Fomalhaut (usually pronounced "foh'-mah-low") is the eighteenth brightest star in the sky. It is a first magnitude star, 14 times more luminous and about twice the diameter of our sun. From the earth Fomalhaut is 23 light years away, located at the mouth of the Southern Fish, Piscis Austrinus (also known as Piscis Australes), in the region of the southern autumn sky.

In the heavens the fish can be seen drinking water flowing from the jar of Aquarius; old pictorial sky maps depict the Southern Fish drinking the water flowing from the jug of Aquarius. Other stories credit the stellar fish swallowing the waters of the water of the great deluge, thus saving the world.

Because it contains the first magnitude star Fomalhaut, Piscis Austrinus is more noticeable than the constellation Pisces in the night sky. This name Fomalhaut comes from the Arabic meaning Fish's Mouth, which is how Ptolemy described it. It has also been referred to as the Solitary One, for there are no other bright stars located in its proximity.

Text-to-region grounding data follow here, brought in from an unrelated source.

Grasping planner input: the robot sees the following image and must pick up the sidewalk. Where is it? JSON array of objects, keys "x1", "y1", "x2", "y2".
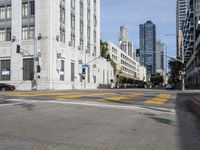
[{"x1": 186, "y1": 94, "x2": 200, "y2": 117}]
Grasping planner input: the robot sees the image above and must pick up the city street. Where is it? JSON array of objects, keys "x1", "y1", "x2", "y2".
[{"x1": 0, "y1": 89, "x2": 200, "y2": 150}]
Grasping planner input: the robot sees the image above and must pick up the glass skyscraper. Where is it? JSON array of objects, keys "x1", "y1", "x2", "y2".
[{"x1": 140, "y1": 21, "x2": 156, "y2": 78}]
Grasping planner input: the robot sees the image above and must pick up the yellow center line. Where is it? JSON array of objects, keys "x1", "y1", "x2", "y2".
[
  {"x1": 103, "y1": 93, "x2": 143, "y2": 101},
  {"x1": 144, "y1": 94, "x2": 171, "y2": 105},
  {"x1": 56, "y1": 93, "x2": 113, "y2": 99}
]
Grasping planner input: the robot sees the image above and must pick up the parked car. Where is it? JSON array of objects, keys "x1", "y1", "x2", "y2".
[{"x1": 0, "y1": 83, "x2": 15, "y2": 91}]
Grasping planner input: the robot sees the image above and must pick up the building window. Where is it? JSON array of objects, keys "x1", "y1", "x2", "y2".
[
  {"x1": 71, "y1": 14, "x2": 75, "y2": 30},
  {"x1": 0, "y1": 6, "x2": 6, "y2": 20},
  {"x1": 60, "y1": 0, "x2": 65, "y2": 43},
  {"x1": 94, "y1": 31, "x2": 97, "y2": 43},
  {"x1": 23, "y1": 58, "x2": 34, "y2": 80},
  {"x1": 80, "y1": 39, "x2": 83, "y2": 50},
  {"x1": 22, "y1": 1, "x2": 35, "y2": 17},
  {"x1": 0, "y1": 29, "x2": 6, "y2": 42},
  {"x1": 71, "y1": 62, "x2": 75, "y2": 82},
  {"x1": 60, "y1": 7, "x2": 65, "y2": 23},
  {"x1": 0, "y1": 60, "x2": 10, "y2": 81},
  {"x1": 94, "y1": 15, "x2": 97, "y2": 27},
  {"x1": 0, "y1": 28, "x2": 11, "y2": 42},
  {"x1": 60, "y1": 60, "x2": 65, "y2": 81},
  {"x1": 87, "y1": 67, "x2": 90, "y2": 83},
  {"x1": 87, "y1": 9, "x2": 90, "y2": 22},
  {"x1": 22, "y1": 2, "x2": 28, "y2": 17},
  {"x1": 93, "y1": 0, "x2": 97, "y2": 14},
  {"x1": 80, "y1": 20, "x2": 83, "y2": 35},
  {"x1": 80, "y1": 0, "x2": 83, "y2": 17},
  {"x1": 6, "y1": 28, "x2": 11, "y2": 41},
  {"x1": 22, "y1": 27, "x2": 28, "y2": 40},
  {"x1": 29, "y1": 1, "x2": 35, "y2": 16},
  {"x1": 71, "y1": 0, "x2": 75, "y2": 9},
  {"x1": 6, "y1": 6, "x2": 11, "y2": 19},
  {"x1": 29, "y1": 26, "x2": 35, "y2": 39}
]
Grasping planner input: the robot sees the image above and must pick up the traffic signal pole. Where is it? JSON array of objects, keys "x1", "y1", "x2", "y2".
[{"x1": 139, "y1": 49, "x2": 185, "y2": 91}]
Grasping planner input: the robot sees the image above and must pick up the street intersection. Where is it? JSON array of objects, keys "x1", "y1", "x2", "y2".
[{"x1": 0, "y1": 89, "x2": 200, "y2": 150}]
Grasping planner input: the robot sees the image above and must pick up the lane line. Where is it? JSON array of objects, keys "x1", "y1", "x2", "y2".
[
  {"x1": 144, "y1": 94, "x2": 171, "y2": 105},
  {"x1": 7, "y1": 92, "x2": 82, "y2": 97},
  {"x1": 56, "y1": 93, "x2": 114, "y2": 99},
  {"x1": 0, "y1": 99, "x2": 175, "y2": 114}
]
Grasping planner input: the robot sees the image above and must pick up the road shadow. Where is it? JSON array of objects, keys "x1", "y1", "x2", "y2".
[{"x1": 176, "y1": 94, "x2": 200, "y2": 150}]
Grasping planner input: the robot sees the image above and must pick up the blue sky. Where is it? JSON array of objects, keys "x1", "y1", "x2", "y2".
[{"x1": 101, "y1": 0, "x2": 176, "y2": 56}]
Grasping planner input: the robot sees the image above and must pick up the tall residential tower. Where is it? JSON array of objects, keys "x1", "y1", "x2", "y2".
[{"x1": 0, "y1": 0, "x2": 113, "y2": 90}]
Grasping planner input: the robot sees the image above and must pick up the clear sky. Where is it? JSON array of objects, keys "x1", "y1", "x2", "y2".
[{"x1": 100, "y1": 0, "x2": 176, "y2": 56}]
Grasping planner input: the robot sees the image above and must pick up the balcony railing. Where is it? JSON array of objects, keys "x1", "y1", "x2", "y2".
[
  {"x1": 196, "y1": 20, "x2": 200, "y2": 30},
  {"x1": 194, "y1": 35, "x2": 200, "y2": 49}
]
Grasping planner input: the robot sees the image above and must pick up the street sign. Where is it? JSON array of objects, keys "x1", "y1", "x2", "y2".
[{"x1": 35, "y1": 57, "x2": 39, "y2": 62}]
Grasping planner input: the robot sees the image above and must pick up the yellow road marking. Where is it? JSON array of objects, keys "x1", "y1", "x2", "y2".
[
  {"x1": 144, "y1": 94, "x2": 171, "y2": 105},
  {"x1": 57, "y1": 93, "x2": 113, "y2": 99},
  {"x1": 7, "y1": 92, "x2": 81, "y2": 97},
  {"x1": 103, "y1": 93, "x2": 143, "y2": 101}
]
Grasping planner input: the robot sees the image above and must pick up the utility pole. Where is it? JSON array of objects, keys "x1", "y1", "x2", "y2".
[{"x1": 181, "y1": 34, "x2": 185, "y2": 91}]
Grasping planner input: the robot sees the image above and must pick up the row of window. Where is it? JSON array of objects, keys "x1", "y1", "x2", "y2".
[
  {"x1": 0, "y1": 28, "x2": 11, "y2": 42},
  {"x1": 0, "y1": 5, "x2": 11, "y2": 20},
  {"x1": 0, "y1": 58, "x2": 96, "y2": 83}
]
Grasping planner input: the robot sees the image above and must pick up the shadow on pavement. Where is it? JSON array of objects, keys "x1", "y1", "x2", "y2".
[{"x1": 17, "y1": 103, "x2": 35, "y2": 111}]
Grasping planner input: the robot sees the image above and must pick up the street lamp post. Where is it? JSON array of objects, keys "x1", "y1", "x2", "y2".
[{"x1": 165, "y1": 33, "x2": 185, "y2": 91}]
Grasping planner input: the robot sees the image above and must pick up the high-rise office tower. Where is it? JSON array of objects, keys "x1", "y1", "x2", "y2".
[
  {"x1": 140, "y1": 21, "x2": 156, "y2": 79},
  {"x1": 176, "y1": 0, "x2": 188, "y2": 58},
  {"x1": 0, "y1": 0, "x2": 104, "y2": 90}
]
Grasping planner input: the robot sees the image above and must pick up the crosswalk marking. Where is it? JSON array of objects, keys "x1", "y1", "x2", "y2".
[
  {"x1": 144, "y1": 94, "x2": 171, "y2": 105},
  {"x1": 103, "y1": 93, "x2": 143, "y2": 101},
  {"x1": 57, "y1": 93, "x2": 113, "y2": 99},
  {"x1": 7, "y1": 92, "x2": 81, "y2": 97}
]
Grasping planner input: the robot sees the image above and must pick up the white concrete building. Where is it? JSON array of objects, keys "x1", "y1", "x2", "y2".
[
  {"x1": 108, "y1": 42, "x2": 146, "y2": 81},
  {"x1": 0, "y1": 0, "x2": 113, "y2": 90}
]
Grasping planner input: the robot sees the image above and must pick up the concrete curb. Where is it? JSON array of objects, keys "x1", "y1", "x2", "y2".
[{"x1": 186, "y1": 97, "x2": 200, "y2": 117}]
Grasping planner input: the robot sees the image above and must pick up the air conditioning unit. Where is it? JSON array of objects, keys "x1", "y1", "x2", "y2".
[
  {"x1": 93, "y1": 64, "x2": 97, "y2": 68},
  {"x1": 69, "y1": 41, "x2": 72, "y2": 47},
  {"x1": 56, "y1": 35, "x2": 60, "y2": 42}
]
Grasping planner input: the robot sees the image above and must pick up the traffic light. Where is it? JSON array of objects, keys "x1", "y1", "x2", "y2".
[
  {"x1": 136, "y1": 49, "x2": 140, "y2": 57},
  {"x1": 16, "y1": 45, "x2": 21, "y2": 53},
  {"x1": 37, "y1": 65, "x2": 41, "y2": 73},
  {"x1": 82, "y1": 68, "x2": 86, "y2": 74},
  {"x1": 106, "y1": 54, "x2": 110, "y2": 61}
]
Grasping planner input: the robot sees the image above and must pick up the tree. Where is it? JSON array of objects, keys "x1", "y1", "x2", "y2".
[
  {"x1": 150, "y1": 76, "x2": 164, "y2": 86},
  {"x1": 169, "y1": 60, "x2": 183, "y2": 85}
]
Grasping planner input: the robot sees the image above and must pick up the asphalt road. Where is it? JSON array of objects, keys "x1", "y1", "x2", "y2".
[{"x1": 0, "y1": 90, "x2": 200, "y2": 150}]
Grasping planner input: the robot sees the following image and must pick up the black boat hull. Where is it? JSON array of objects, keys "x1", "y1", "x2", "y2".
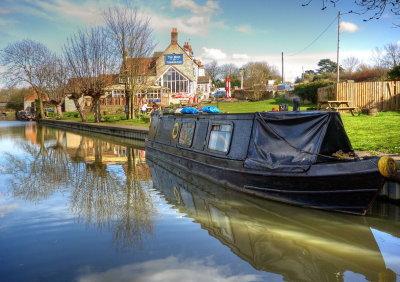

During the Persian empire of 3000 B.C., Fomalhaut (along with Regulus, Aldebaran, and Antares) came to be known as one of the four royal stars of the heavens, considered the sentinels watching over other stars. These four stars have been used as navigation points thoughout the centuries. As the Watcher of the South, Fomalhaut then marked the winter solstice, whereas now it culminates at midnight at the end of August.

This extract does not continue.